Gerçekte, kimse aptal ya da saf değil; herkes, ülkede gurur duyulacak çok az şey olduğunun ve kabul edilemeyen ancak reddedilemeyen büyük bir adaletsizliğin hayatın her alanının temelini oluşturduğunun farkında.

Zengin ve fakir, seküler ve dindar herkes, derinlerde hissedilen bir acıyla besleniyor; dünyaya karşı bir güvensizlik ve yaşama dair bir korku hakim. 

Ülkenin ahvali Başkalarının acısından keyif duyan bir kesim var.


Karşılıklı olarak kurulan "sağlıklı" tek ilişki biçimi, vicdan ve merhamet üzerine kurulu olsa da, bu genellikle insanlara değil, kedi, köpek gibi hayvanlara yönelik acıma hissi üzerinden gerçekleşiyor. Bu durum, insanlarda sürekli bir hınç ve öfke birikimine neden oluyor.

Bir başka gözlem ise insanların otomobilleriyle adeta bir aşk yaşadıkları. Düşük bütçeli kişiler, Şahin marka otomobillerine yakıt doldurup müziği son ses açarak kısa süreli zevkler yaşıyorlar. Öte yandan zenginler, daha yeni modelleri nasıl satın alabileceklerinin telaşında. Otomobiller, insanların hayatında öylesine bir yer edinmiş ki, sanki onlara hem kol, bacak hem de güvenli bir yaşam sunuyor gibi görünüyor.

Restoranlar ise gösterişle dolu ve insanların yaşadığı az sayıdaki mutluluk anları tamamen yemeğe dayalı. İnanılmaz bir yemek kültürü var ve kaliteli yemekler, geçmiş yıllara kıyasla büyük bir düşüş yaşamış. Lahmacun yiyenler ya da Köfteci Yusuf'ta yemek yiyebilenler kendilerini özel hissediyor.

Ülkenin ahvali zengin fakir kimsenin ne yaptığını, neden yaptığını bildiği yok.


Herkes bir şeyleri taklit ediyor gibi görünüyor; ancak, neyi taklit ettiklerini ya da taklit etmeseler ne yapacaklarını bilemiyorlar. İnsanlar sürekli birbirlerini gözlüyor. 
Evde televizyon izlemek istediğinde, şarkılar, diziler, filmler; hepsi birbirinden kötü. 
Kanallar siyasi partilerin sözcüsü haline gelmiş, her biri kendi görüşlerine uygun bir toplum yaratma peşinde. 
Karşılarında ise sanki vatan hainleri ve millet düşmanları varmış gibi bir hava esiyor. 
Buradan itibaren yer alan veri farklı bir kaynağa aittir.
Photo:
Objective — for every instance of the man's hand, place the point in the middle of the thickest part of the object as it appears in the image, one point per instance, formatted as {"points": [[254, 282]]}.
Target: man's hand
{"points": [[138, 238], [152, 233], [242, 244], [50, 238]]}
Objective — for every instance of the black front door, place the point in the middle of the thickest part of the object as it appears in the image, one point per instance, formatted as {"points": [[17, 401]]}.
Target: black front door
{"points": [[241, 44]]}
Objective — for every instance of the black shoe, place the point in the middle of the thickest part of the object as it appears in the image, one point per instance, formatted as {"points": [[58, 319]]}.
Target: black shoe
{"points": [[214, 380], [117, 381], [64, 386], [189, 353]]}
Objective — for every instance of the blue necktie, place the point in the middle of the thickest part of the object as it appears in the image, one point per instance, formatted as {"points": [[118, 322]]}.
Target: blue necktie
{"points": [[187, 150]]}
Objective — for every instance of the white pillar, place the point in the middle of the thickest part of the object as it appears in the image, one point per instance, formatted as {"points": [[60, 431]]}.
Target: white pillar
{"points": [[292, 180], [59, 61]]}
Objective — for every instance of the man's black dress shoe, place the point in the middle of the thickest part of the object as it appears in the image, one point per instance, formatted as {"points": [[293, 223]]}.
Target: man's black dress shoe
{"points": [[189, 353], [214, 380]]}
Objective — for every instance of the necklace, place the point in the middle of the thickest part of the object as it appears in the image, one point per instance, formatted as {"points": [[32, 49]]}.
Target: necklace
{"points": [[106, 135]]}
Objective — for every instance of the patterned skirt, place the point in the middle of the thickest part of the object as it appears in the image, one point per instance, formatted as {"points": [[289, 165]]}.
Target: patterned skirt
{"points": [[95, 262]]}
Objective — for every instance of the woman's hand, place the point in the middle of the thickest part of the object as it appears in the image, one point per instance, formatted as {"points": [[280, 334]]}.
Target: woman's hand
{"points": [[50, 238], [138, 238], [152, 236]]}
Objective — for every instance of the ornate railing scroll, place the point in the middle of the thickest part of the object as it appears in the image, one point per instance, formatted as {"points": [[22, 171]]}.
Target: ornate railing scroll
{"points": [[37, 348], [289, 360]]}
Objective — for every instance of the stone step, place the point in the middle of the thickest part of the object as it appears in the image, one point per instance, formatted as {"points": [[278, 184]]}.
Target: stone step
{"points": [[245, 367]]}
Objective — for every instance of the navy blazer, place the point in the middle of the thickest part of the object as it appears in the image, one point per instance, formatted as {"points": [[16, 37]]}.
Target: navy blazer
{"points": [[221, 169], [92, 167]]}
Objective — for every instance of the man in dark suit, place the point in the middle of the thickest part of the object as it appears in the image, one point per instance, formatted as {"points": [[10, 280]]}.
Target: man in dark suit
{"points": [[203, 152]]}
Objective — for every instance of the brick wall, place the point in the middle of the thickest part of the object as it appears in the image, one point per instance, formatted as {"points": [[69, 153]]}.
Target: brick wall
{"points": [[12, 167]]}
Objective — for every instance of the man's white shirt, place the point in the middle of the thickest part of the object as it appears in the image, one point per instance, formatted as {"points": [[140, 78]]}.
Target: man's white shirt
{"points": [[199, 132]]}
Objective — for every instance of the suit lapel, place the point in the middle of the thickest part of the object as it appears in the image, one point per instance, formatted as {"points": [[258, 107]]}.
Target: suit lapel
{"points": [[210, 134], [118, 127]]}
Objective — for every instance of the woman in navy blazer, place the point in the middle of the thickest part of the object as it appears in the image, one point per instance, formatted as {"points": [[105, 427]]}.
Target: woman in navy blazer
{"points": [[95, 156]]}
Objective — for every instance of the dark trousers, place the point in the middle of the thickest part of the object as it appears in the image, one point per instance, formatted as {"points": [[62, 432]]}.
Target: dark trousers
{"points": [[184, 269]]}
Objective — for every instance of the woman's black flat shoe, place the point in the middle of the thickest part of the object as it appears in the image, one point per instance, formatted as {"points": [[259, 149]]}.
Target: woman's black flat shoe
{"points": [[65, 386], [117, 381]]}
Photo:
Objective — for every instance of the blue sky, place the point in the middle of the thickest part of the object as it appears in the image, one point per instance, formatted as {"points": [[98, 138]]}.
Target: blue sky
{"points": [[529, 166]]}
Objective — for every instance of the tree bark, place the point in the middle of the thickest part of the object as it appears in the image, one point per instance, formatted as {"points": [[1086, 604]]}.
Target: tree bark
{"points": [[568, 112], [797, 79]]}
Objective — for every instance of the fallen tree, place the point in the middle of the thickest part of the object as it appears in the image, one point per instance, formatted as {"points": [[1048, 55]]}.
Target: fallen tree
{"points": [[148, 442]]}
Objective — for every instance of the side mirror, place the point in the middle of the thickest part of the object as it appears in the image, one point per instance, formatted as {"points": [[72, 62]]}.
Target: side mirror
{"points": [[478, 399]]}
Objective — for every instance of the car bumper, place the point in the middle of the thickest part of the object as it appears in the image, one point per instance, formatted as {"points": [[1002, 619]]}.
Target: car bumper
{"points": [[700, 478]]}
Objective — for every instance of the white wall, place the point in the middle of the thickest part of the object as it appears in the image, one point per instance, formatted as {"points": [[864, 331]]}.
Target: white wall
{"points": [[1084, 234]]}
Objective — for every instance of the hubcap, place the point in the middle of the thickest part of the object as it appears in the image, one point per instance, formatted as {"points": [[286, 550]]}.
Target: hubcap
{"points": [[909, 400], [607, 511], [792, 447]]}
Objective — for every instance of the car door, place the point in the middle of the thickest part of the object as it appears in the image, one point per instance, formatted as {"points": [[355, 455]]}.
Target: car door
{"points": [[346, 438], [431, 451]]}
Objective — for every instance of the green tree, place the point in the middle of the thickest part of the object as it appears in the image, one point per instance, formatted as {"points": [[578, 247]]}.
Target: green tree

Ülkenin ahvali herkeste bir tedirgiblik var.


Caddelerde ve mekanlarda erkeklerde büyük bir yetersizlik hissi gözlemliyorsunuz. Sokakta yanından geçen bir kadın, kuyrukta önünde bekleyen bir adam, hareket eden her şey onlara meydan okuma potansiyeli taşıyor; bir çekingenlik, bir ürkeklik var.

Kadınları gözlemliyorsunuz; kadınlar, prenseslik ile hizmetçilik arasında sıkışıp kalmış durumda, komik gibi ama herkes tedirgin.
İnsanlar toplum içinde sessiz ve kendilerini saklarken,
Çığlıklar ıssız alanlarda göğe yükseliyor. 

En kötü ve en trajik yanı, tüm bu olayların son derece normalleşmiş olması. Zengin, fakir, eğitimli, eğitimsiz, köylü, şehirli, esnaf, tüccar; artık kimsenin bu konuları konuşacak ya da dinleyecek sabrı kalmamış. İnsanlarla ve ülke hakkında konuşmak giderek zorlaşıyor, tahammül sınırları açıkça zorlanıyor.

 Ülkenin ahvali nereye varır, nasıl sonuçlanır bilinmez.